Selflok
-
Hany Armanious
b.1962
Title
Selflok
Details
Production Date | 1993-2001 |
---|---|
Collection(s) | Collection Govett-Brewster Art Gallery, New Plymouth |
Accession Number | 2005/1 |
Media | Mixed media |
Measurements | 3500 x 1500mm (approximate) |
About
Sydney-based Egyptian artist, Hany Armanious, works in a wide range of media that includes drawing, photography, sculpture and installation. His ‘soft’ sculptures using ‘hot-melt’ modelling resin often play with scale and illusion, revealing overlooked details from everyday situations or locations.

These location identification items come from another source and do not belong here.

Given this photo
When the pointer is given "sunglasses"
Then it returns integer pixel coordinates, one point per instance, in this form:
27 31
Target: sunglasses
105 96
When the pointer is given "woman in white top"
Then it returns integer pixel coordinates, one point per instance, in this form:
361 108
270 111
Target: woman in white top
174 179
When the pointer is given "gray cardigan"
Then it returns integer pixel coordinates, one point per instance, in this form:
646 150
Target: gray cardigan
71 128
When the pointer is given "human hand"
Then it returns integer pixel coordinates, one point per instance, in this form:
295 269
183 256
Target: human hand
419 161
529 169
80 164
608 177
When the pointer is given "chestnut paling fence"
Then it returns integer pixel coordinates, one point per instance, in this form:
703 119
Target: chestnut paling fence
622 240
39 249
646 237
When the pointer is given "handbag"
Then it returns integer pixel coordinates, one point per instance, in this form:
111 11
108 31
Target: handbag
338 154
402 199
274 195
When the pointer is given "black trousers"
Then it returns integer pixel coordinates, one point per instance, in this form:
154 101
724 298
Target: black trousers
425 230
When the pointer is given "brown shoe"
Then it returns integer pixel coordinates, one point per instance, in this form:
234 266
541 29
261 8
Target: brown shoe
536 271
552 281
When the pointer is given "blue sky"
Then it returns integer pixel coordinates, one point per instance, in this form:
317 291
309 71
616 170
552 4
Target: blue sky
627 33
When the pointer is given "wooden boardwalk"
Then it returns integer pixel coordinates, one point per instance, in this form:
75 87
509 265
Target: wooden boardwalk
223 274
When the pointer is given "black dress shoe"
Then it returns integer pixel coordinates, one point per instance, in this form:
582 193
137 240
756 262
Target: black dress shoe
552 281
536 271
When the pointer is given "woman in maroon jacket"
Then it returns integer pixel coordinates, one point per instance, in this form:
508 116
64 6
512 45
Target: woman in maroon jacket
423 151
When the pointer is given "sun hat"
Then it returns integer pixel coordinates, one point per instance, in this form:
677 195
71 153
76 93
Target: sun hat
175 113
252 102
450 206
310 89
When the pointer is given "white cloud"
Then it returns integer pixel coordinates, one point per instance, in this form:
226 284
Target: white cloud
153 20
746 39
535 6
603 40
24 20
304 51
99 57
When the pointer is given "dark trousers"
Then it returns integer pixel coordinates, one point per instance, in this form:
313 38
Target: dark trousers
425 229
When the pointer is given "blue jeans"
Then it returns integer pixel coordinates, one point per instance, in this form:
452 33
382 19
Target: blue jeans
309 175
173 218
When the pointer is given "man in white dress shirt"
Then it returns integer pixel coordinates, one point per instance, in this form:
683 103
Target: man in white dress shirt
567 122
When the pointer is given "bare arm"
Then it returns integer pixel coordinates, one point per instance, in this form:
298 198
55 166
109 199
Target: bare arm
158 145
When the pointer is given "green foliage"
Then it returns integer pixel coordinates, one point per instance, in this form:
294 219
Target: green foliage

His installation Selflok is an evolving work created from hot-melt adhesive and a wunderkammer-like collection of everyday, found objects. The work references fairy tales with ‘Elf brand’ shelving units and a host of elf hats scattered through the piece. The number of objects in Selflok that are weirdly out-of-scale — either too big or too small — also suggests states of hallucination or fantasy. Indeed, this is a recurring theme in Armanious’ work. In Assorted Muffins, also created in 2003, he signed an element of the work with the name ‘Carlos Castaneda’. Castaneda, author of The Teachings of Don Juan: a Yaqui Way of Knowledge (1968), introduced hallucinogenic-inspired quest philosophy and shamanism to popular culture. Given this, other elements in Selflok — such as the pipes, Central American pyramid and rabbit — start to gain more significance, resulting in a transformation of the work from fairytale fantasyland to pharmacological paradise.